Duits naamvallen oefenen: eerste, derde en vierde naamval

Misschien wel een van de lastigste dingen in de Duitse taal; naamvallen. In dit artikel het eerste deel van de uitleg over de naamvallen. Aan bod zullen komen de eerste, derde en vierde naamvallen voor het bepaald lidwoord (der, die, das) en het onbepaald lidwoord (ein, eine, ein). 

Duitse naamvallen:

Met naamvallen bedoelen we de verschillende vormen die een woord kan aannemen afhankelijk van hun functie in een zin.

De eerste naamval:

De eerste naamval verwijst naar het onderwerp in het zin. Dit wordt ook wel de Nominatief genoemd. Met andere woorden de nominatief geeft aan wie de handeling verricht die wordt uitgedrukt met het werkwoord.

De tweede naamval:

De tweede naamval verwijst naar een bezitsrelatie. De Latijnse benaming hiervoor is het Genitief. Vaak wordt hiermee de bezitsrelatie tussen twee zelfstandige naamwoorden aangegeven.

De derde naamval:

De derde naamval of het Datief verwijst naar het meewerkend voorwerp in de zin. In het Datief vind je een verwijzing naar het Latijnse woord “dare” wat geven betekent.

De vierde naamval:

De vierde naamval, het Accusatief verwijst naar het lijdend voorwerp in de zin.
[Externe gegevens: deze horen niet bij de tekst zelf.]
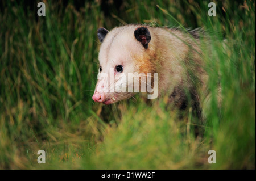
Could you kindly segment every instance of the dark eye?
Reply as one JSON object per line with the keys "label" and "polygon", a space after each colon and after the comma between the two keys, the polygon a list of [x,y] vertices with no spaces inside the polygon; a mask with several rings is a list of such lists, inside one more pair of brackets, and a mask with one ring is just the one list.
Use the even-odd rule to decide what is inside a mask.
{"label": "dark eye", "polygon": [[122,72],[123,70],[123,66],[122,65],[117,65],[115,67],[115,69],[117,69],[117,72]]}

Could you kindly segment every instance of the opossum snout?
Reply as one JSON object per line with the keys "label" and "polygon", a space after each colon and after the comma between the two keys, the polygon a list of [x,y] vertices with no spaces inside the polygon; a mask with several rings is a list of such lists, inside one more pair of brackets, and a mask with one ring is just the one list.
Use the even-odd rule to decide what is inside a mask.
{"label": "opossum snout", "polygon": [[96,91],[92,98],[96,103],[102,103],[105,100],[105,96],[103,92],[100,93]]}

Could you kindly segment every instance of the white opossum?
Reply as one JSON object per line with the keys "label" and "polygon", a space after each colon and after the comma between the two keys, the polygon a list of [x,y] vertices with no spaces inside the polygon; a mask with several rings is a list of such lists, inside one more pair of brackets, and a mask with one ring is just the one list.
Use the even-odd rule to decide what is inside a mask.
{"label": "white opossum", "polygon": [[[208,76],[202,68],[200,33],[197,30],[188,32],[140,24],[121,26],[109,32],[99,28],[97,35],[102,44],[98,77],[104,77],[103,74],[106,77],[98,78],[93,99],[110,104],[128,98],[133,93],[125,92],[127,88],[134,88],[137,79],[141,90],[145,81],[142,81],[143,76],[135,76],[131,81],[123,77],[129,73],[151,73],[154,82],[154,73],[158,73],[159,95],[168,94],[170,102],[181,108],[186,106],[188,98],[199,105]],[[115,80],[111,83],[112,75]],[[154,87],[155,82],[152,83]],[[120,86],[125,90],[117,92],[116,88]]]}

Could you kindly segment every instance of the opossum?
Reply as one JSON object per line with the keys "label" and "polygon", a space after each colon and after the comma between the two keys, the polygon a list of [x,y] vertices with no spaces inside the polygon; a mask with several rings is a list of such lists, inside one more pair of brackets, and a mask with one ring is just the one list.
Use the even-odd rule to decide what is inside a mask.
{"label": "opossum", "polygon": [[[208,79],[203,68],[201,34],[198,29],[189,31],[142,24],[126,25],[110,31],[99,28],[97,35],[101,45],[98,78],[104,77],[102,74],[106,77],[98,78],[93,99],[108,105],[127,99],[134,93],[127,92],[127,89],[136,88],[135,80],[139,82],[137,89],[142,90],[142,84],[146,82],[148,86],[151,79],[151,87],[158,88],[154,91],[158,97],[167,95],[168,103],[180,109],[189,102],[192,106],[200,107],[200,94],[205,91]],[[129,73],[151,75],[146,81],[142,81],[143,75],[135,76],[130,81],[127,79]],[[158,73],[157,85],[154,73]],[[112,74],[115,80],[110,83]],[[120,86],[126,91],[115,91]],[[108,90],[104,91],[106,88]],[[148,89],[146,92],[150,94]]]}

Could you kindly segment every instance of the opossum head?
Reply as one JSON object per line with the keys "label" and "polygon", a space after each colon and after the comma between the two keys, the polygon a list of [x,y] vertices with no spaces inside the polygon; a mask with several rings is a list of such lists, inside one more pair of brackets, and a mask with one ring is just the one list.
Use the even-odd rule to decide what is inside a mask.
{"label": "opossum head", "polygon": [[[149,30],[135,26],[115,28],[110,32],[101,28],[97,35],[101,45],[98,81],[93,99],[110,104],[130,98],[135,89],[141,89],[135,87],[141,86],[142,80],[146,83],[142,79],[146,78],[146,73],[152,72],[148,52],[151,39]],[[129,79],[129,73],[134,76],[132,79]],[[139,85],[135,85],[136,79]],[[129,87],[133,90],[132,92]]]}

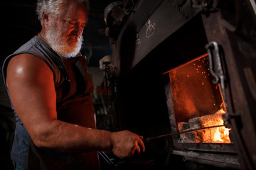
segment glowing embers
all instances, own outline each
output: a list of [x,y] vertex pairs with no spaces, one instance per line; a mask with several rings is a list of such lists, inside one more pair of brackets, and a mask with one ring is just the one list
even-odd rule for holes
[[[223,110],[221,109],[213,115],[191,118],[188,120],[188,123],[178,123],[178,132],[184,132],[193,129],[222,125],[224,124],[222,119],[222,115],[224,113]],[[197,143],[230,143],[229,138],[230,130],[221,126],[183,133],[180,134],[180,141]]]
[[230,143],[224,126],[224,102],[218,84],[213,84],[207,54],[168,72],[173,108],[178,132],[203,130],[180,134],[185,142]]

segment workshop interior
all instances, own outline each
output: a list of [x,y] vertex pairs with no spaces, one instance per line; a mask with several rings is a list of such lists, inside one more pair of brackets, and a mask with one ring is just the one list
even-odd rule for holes
[[[35,1],[0,2],[1,64],[40,30]],[[146,147],[124,159],[99,152],[102,170],[256,169],[255,0],[90,6],[83,52],[97,128],[130,130]],[[15,120],[2,79],[0,162],[12,169]]]

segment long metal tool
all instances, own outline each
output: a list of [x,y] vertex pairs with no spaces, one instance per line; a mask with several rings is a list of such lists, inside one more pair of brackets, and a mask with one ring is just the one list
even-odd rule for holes
[[149,142],[149,140],[159,139],[159,138],[169,137],[169,136],[177,135],[179,135],[181,133],[187,133],[187,132],[191,132],[197,131],[197,130],[200,130],[214,128],[218,128],[218,127],[222,127],[222,126],[224,126],[224,125],[209,126],[209,127],[201,128],[197,128],[197,129],[191,129],[191,130],[185,130],[185,131],[180,132],[169,133],[169,134],[162,135],[159,135],[159,136],[156,136],[156,137],[147,137],[147,138],[144,139],[144,142]]

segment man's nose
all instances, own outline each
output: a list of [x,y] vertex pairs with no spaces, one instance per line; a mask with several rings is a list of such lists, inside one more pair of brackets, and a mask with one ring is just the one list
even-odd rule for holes
[[71,33],[78,38],[82,35],[83,30],[83,27],[80,26],[79,24],[75,24],[74,29],[72,30]]

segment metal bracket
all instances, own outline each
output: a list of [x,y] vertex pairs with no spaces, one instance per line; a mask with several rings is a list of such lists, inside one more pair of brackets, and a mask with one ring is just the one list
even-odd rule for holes
[[203,12],[211,12],[216,10],[218,0],[191,0],[192,7],[200,8]]
[[[226,114],[225,114],[225,117],[223,117],[223,119],[225,119],[225,120],[228,121],[228,120],[230,118],[230,115],[228,113],[228,103],[225,93],[225,76],[221,66],[221,60],[220,57],[218,45],[216,42],[213,41],[209,44],[206,45],[206,48],[207,49],[207,52],[208,54],[210,73],[215,78],[213,80],[213,83],[217,84],[220,82],[222,95],[225,106],[225,113],[226,113]],[[213,68],[213,64],[214,64],[214,68]]]

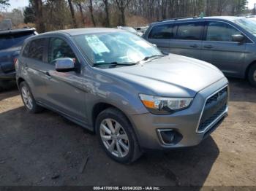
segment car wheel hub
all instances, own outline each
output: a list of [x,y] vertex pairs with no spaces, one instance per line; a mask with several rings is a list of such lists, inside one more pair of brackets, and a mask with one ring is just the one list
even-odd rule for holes
[[25,86],[22,87],[21,95],[26,106],[29,109],[32,109],[33,101],[28,87]]
[[128,136],[117,121],[104,120],[100,124],[99,132],[103,144],[110,153],[118,157],[127,155],[129,150]]

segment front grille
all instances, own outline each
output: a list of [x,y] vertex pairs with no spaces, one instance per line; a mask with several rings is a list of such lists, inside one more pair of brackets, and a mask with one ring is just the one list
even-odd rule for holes
[[198,130],[203,130],[206,129],[213,121],[214,121],[219,116],[220,116],[224,111],[226,109],[227,106],[225,105],[220,109],[219,109],[216,113],[211,116],[208,119],[205,120],[203,122],[200,122]]
[[217,101],[218,99],[218,97],[222,96],[224,93],[227,93],[227,87],[222,89],[219,92],[215,93],[214,96],[212,96],[211,98],[209,98],[207,101],[206,105],[210,104],[213,101]]
[[204,132],[226,109],[228,97],[227,87],[214,93],[206,101],[197,133]]

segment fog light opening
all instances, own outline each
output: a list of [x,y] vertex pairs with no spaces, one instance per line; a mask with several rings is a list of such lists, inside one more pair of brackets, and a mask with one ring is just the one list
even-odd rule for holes
[[182,136],[173,129],[159,129],[157,131],[161,141],[165,145],[176,144],[182,139]]

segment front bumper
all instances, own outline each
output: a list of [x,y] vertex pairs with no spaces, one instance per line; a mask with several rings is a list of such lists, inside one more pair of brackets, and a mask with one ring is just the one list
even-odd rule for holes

Duitse naamvallen onbepaald lidwoord:

Als eerst bekijken we de naamvallen van onbepaalde lidwoorden. De onbepaalde lidwoorden zijn in het Duits:

Mannelijk: Ein

Vrouwelijk: Eine

Onzijdig: Ein

De volgende bezittelijke voornaamwoorden horen ook bij deze groep en krijgen dezelfde naamval als de onbepaalde lidwoorden:

Kein, mein, dein, sein, ihr, unser, euer, ihr, Ihr

Het onbepaald lidwoord in de eerste naamval

De eerste naamval refereert altijd aan het onderwerp van de zin.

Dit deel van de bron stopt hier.